A new phrase was coined in Washington, D.C. this fall. In a speech at Georgetown University, World Bank President Robert Zoellick asked an important question: Is development economics today addressing the most important problems facing developing countries, or has it lost its way? No doubt, the question was addressed to academia at large, but in reality, it was intended to signal a process of introspection within the World Bank. After all, for the last sixty years, the World Bank has been at the forefront of the research agenda dealing with issues of economic transformation in Asia, Africa, and Latin America. His recommendation sought to end this intellectual monopoly and look beyond today’s “elite retail” model of research and analytics. Zoellick painted a powerful picture of the many possibilities available to development practitioners: Data, analytical tools, and real time local information that can lead to ground breaking results by linking economic theory to practical policy advice via broad based empirics. He presented a new approach for generating development solutions where no one will dominate and all can play a part. This is the basic premise behind Zoellick’s new phrase, democratizing development economics.
With this initiative, development economics too is joining the successful experiments of citizen journalism such as CNN iReport or the MIT initiative of “unlocking knowledge, empowering minds”. Development economists now live in an exciting new era of “open data, open knowledge, open solutions”. People with hands-on policy experience can hope to be able to influence development policy designs and final outcomes at global levels. Having open access to World Bank resources is the first necessary condition to do so, but it will not be enough to generate results on the ground or on a global scale. A number of crucial additional steps will be required too and some of these have large resource implications.

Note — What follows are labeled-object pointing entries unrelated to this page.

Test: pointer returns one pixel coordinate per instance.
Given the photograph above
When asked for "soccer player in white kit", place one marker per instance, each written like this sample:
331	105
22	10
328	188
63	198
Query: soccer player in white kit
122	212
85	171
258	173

First of all, it will be important to make information resources available through one gateway portal otherwise, as Herbert Simon had predicted decades ago, “A wealth of information creates a poverty of attention”. There are very large numbers of sources that are supported by the World Bank with somewhat different mandates and many different identities. There is also a vast amount of data — lessons from other multilateral and bilateral donors supporting knowledge networks on development issues, like the International Growth Institute funded by DFID.
Second, in order to improve the quality of debates, dialogues, and cross learning, it is not enough that there is simply more information out there. There is, after all, no point of a search that returns tens of thousands of results, without discriminating among them. Even with efficient information systems there is a need for some intermediary institutional entity that will make this information usable for policy actions.
Third, how will anybody be certain of the quality of policy advice coming from all these sundry sources? Will there be some quality assurance function integrated in these experiments?
Finally, as one of the World Bank’s own blogs shows, over 70% of the demand for development knowledge generated by the Bank comes from the developed world. In reality, there must be greater demand from policy makers in developing countries themselves. And steps will be needed to overcome the real constraints of resources, capabilities, and internet infrastructure they currently face.
Ultimately, development will only be democratized when the basic power structure within a society is changed. Athens, after all, would have remained an oligarchy if not for the steps taken by Kleisthenes to turn to the common people for support against the aristocratic struggle. Fundamental changes will be needed in the institutions of development within developing countries. Development economics is only a small part of this equation. Better information and policy analytics will need to be used by domestic constituencies for effective development. We need to go beyond the “world of international development”.